Окно со звоном влетело в избу, как ножи, в стену врезались острые осколки стекла.
– Беги… Беги! – дедушка толкнул Федунова и поволок Дашу, загораживая собой ее вздутый живот.
Мужики уже сплошь забили двор. При появлении Федунова они разом оборвали гам, попятились. Федунов быстро обежал их глазами, остановился на Давыдке Панове.
«И этот здесь, а ведь в артель пошел. Значит, сдаваться бы надо мне давно… канитель зря не разводить…» – подумал он. Невольно сунул руку в карман. В кармане в ладонь попал большой ключ от амбара, им легонько повернул – штанина от ключа приподнялась.
Этого было достаточно,
– А-а-а! Стрелять хочешь! – крикнул Пчелкин. – Бей!
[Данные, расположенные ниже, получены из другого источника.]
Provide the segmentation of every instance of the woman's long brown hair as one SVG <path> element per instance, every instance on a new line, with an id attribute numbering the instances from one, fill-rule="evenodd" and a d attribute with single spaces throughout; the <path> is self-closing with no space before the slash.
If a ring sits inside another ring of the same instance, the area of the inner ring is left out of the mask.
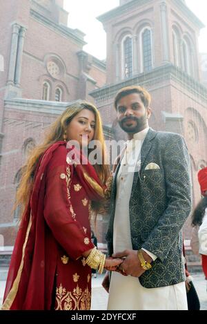
<path id="1" fill-rule="evenodd" d="M 103 163 L 102 164 L 95 165 L 95 169 L 102 183 L 106 183 L 109 175 L 109 166 L 108 164 L 105 164 L 107 160 L 100 115 L 99 111 L 93 104 L 79 100 L 66 108 L 62 115 L 50 126 L 43 143 L 38 145 L 31 152 L 26 165 L 22 168 L 21 181 L 17 192 L 16 203 L 14 209 L 20 205 L 21 212 L 23 211 L 29 201 L 32 191 L 34 175 L 39 158 L 52 144 L 63 140 L 63 135 L 66 127 L 83 109 L 90 110 L 94 113 L 95 116 L 96 126 L 93 140 L 98 140 L 101 143 Z"/>

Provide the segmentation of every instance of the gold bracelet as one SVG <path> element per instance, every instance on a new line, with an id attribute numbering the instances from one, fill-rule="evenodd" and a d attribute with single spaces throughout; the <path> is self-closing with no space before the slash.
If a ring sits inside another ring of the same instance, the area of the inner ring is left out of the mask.
<path id="1" fill-rule="evenodd" d="M 97 251 L 97 248 L 94 247 L 90 254 L 87 256 L 86 260 L 85 261 L 86 265 L 88 265 L 88 263 L 90 263 L 92 259 L 93 258 L 94 256 L 95 255 Z"/>
<path id="2" fill-rule="evenodd" d="M 95 247 L 90 253 L 85 263 L 92 269 L 97 269 L 99 268 L 99 273 L 102 274 L 105 265 L 105 254 Z"/>
<path id="3" fill-rule="evenodd" d="M 106 255 L 102 254 L 102 258 L 101 258 L 101 263 L 100 263 L 100 265 L 99 265 L 99 274 L 103 274 L 103 268 L 104 268 L 104 265 L 105 265 L 105 262 L 106 262 Z"/>
<path id="4" fill-rule="evenodd" d="M 88 260 L 86 260 L 86 263 L 92 269 L 97 269 L 101 260 L 101 252 L 95 249 L 92 254 L 89 255 Z"/>

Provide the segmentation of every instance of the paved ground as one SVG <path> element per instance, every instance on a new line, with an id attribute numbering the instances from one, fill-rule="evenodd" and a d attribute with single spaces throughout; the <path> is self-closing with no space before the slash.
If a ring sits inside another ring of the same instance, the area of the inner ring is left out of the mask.
<path id="1" fill-rule="evenodd" d="M 193 283 L 197 289 L 201 303 L 201 309 L 207 310 L 207 281 L 205 280 L 202 274 L 192 276 Z M 107 307 L 108 294 L 101 287 L 103 275 L 97 276 L 96 278 L 92 278 L 92 309 L 106 310 Z M 6 281 L 0 280 L 0 305 L 4 292 Z"/>

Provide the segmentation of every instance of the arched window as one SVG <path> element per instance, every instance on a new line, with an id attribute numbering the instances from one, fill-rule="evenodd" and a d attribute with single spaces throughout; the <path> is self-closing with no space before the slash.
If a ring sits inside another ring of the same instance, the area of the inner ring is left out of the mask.
<path id="1" fill-rule="evenodd" d="M 188 43 L 185 39 L 183 40 L 182 44 L 182 57 L 183 57 L 183 70 L 186 73 L 190 75 L 190 48 Z"/>
<path id="2" fill-rule="evenodd" d="M 179 66 L 179 40 L 177 32 L 172 30 L 173 60 L 176 66 Z"/>
<path id="3" fill-rule="evenodd" d="M 57 88 L 55 90 L 55 101 L 56 102 L 62 101 L 62 90 L 60 88 Z"/>
<path id="4" fill-rule="evenodd" d="M 0 72 L 4 71 L 4 60 L 3 56 L 0 54 Z"/>
<path id="5" fill-rule="evenodd" d="M 149 72 L 152 69 L 152 31 L 149 27 L 140 33 L 141 73 Z"/>
<path id="6" fill-rule="evenodd" d="M 32 138 L 28 138 L 23 143 L 23 154 L 24 160 L 26 160 L 29 155 L 30 154 L 31 151 L 35 147 L 35 142 Z"/>
<path id="7" fill-rule="evenodd" d="M 122 78 L 130 77 L 133 72 L 132 39 L 126 36 L 122 40 Z"/>
<path id="8" fill-rule="evenodd" d="M 19 170 L 19 171 L 17 172 L 17 173 L 16 174 L 15 178 L 14 178 L 14 183 L 15 189 L 16 189 L 16 196 L 17 196 L 17 191 L 18 190 L 19 183 L 20 183 L 20 180 L 21 180 L 21 171 L 22 171 L 21 169 L 20 170 Z M 15 200 L 16 200 L 16 198 L 15 198 Z M 21 207 L 20 207 L 20 205 L 18 205 L 18 206 L 17 206 L 17 207 L 14 210 L 14 222 L 18 222 L 18 220 L 19 220 L 20 212 L 21 212 Z"/>
<path id="9" fill-rule="evenodd" d="M 43 92 L 42 92 L 42 99 L 49 100 L 50 99 L 50 84 L 47 82 L 43 83 Z"/>
<path id="10" fill-rule="evenodd" d="M 192 144 L 199 141 L 198 128 L 193 120 L 190 120 L 187 124 L 186 137 Z"/>

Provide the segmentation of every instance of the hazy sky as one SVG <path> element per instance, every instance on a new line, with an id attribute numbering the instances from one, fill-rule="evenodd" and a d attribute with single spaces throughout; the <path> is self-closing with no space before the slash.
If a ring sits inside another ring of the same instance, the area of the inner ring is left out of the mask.
<path id="1" fill-rule="evenodd" d="M 68 26 L 80 29 L 86 34 L 88 45 L 84 50 L 96 57 L 106 58 L 106 32 L 96 17 L 119 6 L 119 0 L 64 0 L 69 12 Z M 186 0 L 190 9 L 207 26 L 206 0 Z M 201 31 L 199 51 L 207 53 L 207 28 Z"/>

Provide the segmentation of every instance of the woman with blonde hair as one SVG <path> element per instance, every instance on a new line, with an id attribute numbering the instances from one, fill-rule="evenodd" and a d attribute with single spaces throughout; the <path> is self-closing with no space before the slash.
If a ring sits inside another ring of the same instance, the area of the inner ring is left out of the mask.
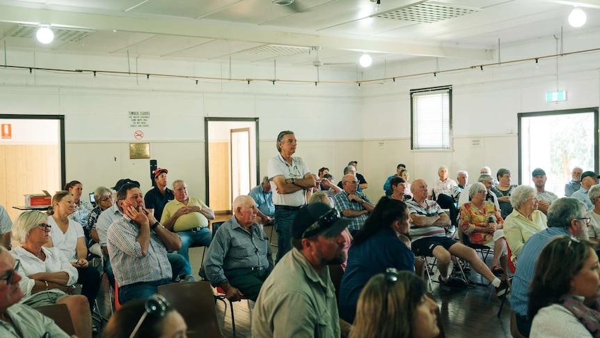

Он первый бросился к березовому плетню. Плетешок под корявыми руками толпы вмиг развалился, освобождая дубовые колья.
– Граждане! Товарищи! Братцы! – бледнея, взмолился Федунов. – Братцы… Да братцы!..
Первый кол просвистел над его головой – ударился в дощатую переборку коридора, перешиб ее. От второго удара у Федунова уркнуло в груди, он покачнулся и, стараясь не грохнуться с крыльца в ноги мужиков, опустился в выходе, упираясь правой рукой в порог коридора, чувствуя, как из горла – будто лягушонок – что-то выскользнуло в рот: губы разжались, и изо рта выпрыгнул сгусточек крови. Потом лягушата заторопились – запрыгали быстрее. Федунов силился подняться, и вновь кто-то долбанул его в голову, – тогда он полетел точно в глубокий, темный колодец…
– Что делаете?! Что делаете, дети сукины?! – загремел Захар Катаев, вбегая на крыльцо. – Собака это вам аль человек?! А?
– Пчелкин… всё. Громила! – врываясь во двор, сообщил Яшка Чухляв. – Вечор видал его!
Толпа замерла…
А из-под сарая выкрикнул Давыдка Панов:
– Ему вон портки-то спустить и вложить… Мохор проклятый…
Пчелкин выхватил кол у Петьки Кудеярова и, взмахнув им в воздухе, кинулся на Захара:
– Бей!
– Захара не трожь! Не трожь Захара! – Яшка перегородил ему дорогу. – Не трожь! – И над головой Пчелкина повис увесистый, ядреный кулак Яшки.
Пчелкин сжался, опуская кол к земле.
– Ну-у, – медленно в тишине проговорил Захар, – видали его? Кого слушаете? Вот он меня норовил ухлопать. А потом тебя ухлопает, тебя… тебя вот, – он начал тыкать по порядку в лица мужиков, – всех ухлопает, а сам? Самому уже ему тогда прямое – на большую дорогу.
– Захар, – еле слышно простонал Федунов, протягивая крепко зажатый в руке ключ от общественного амбара.
Захар повернулся, подхватил Федунова, поволок его под сарай. Здесь открыл дверцу.
Неподалеку за огородами блеснула бурная, рыжая от глины и солнца река Алай, а за рекой – высокий камыш.
4
А по улице, разбрызгивая во все стороны грязь, уже скакали карасюковцы.
Во дворах закудахтали, метаясь через плетни, через соломенные крыши сараев, куры, визжали под ударами прикладов собаки, а у Степана Огнева со скрипом растворились ворота, и овцы, болтая сухими хвостами, шарахнулись через улицу на зады.
Вслед за овцами два карасюковца вытолкнули за калитку дедушку Харитона. Он, седой, без шапки, махая руками, что-то кричал, пятился. Тогда один – татарин Ахметка – жестоко хлопнул его прикладом по голове. Дед пошатнулся и со стоном сполз в мутную лужицу.